39. Simplify $$\dfrac{\frac{1}{a}-b}{\frac{1}{b^3}+a}$$.

$$\dfrac{\frac{1}{a}-b}{\frac{1}{b^3}+a} = \dfrac{\left(\frac{1}{a}-b\right)\left(ab^3\right)}{\left(\frac{1}{b^3}+a\right)\left(ab^3\right)} =\dfrac{b^3-ab^4}{a+a^2b^3}$$
40. A bacteria contains $$1200$$ bacteria and doubles every day. How many hours will it take the culture to reach 10000 bacteria?
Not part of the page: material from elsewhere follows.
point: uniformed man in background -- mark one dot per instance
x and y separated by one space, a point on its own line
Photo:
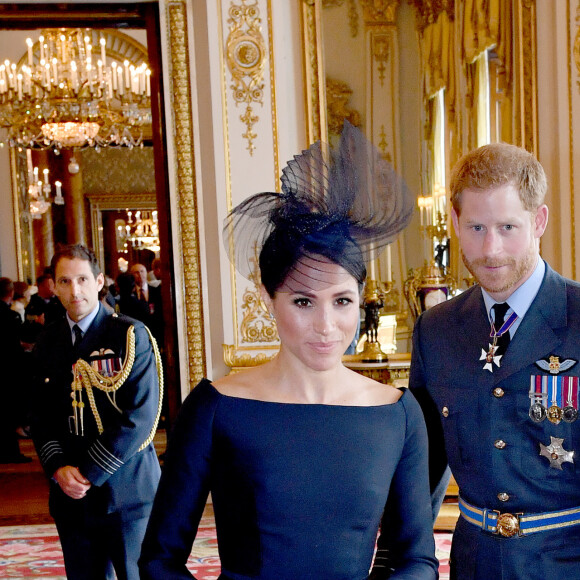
95 414
496 372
Use the exponential model $$y(t)=y_0e^{kt}$$, where $$y(t)$$ is the size of the population at time $$t$$ and $$y_0$$ is the initial size of the population. We know that $$y_0=1200$$, hence $$y(t)=1200e^{kt}$$.​ Since the population doubles everyday, we know
\begin{align*} 2400&=1200e^{k\cdot 24}\\ 2&=e^{24k}\\ \ln 2&= 24 k\\ k&=\dfrac{1}{24}\ln 2\\ k&= \ln 2^{1/24}\\ \end{align*}
Thus, $$y(t)=1200e^{t\ln 2^{1/24}} = 1200 e^{\ln 2^{t/24}}=1200\cdot 2^{t/24}$$ (note $$t$$ is in hours). Now solve for $$t$$ when $$y(t)=10000$$
\begin{align*} 10000&=1200\cdot 2^{t/24}\\ \dfrac{10000}{1200}&=2^{t/24}\\ \dfrac{25}{3}&=2^{t/24}\\ \log_2\left(\dfrac{25}{3}\right) &= \dfrac{t}{24}\\ t&=24\log_2 \left(\dfrac{25}{3}\right)\\ \end{align*}
So, it will take $$24 \log_2 \left( \dfrac{25}{3}\right)$$ hours for the culture to reach $$10,000$$ bacteria.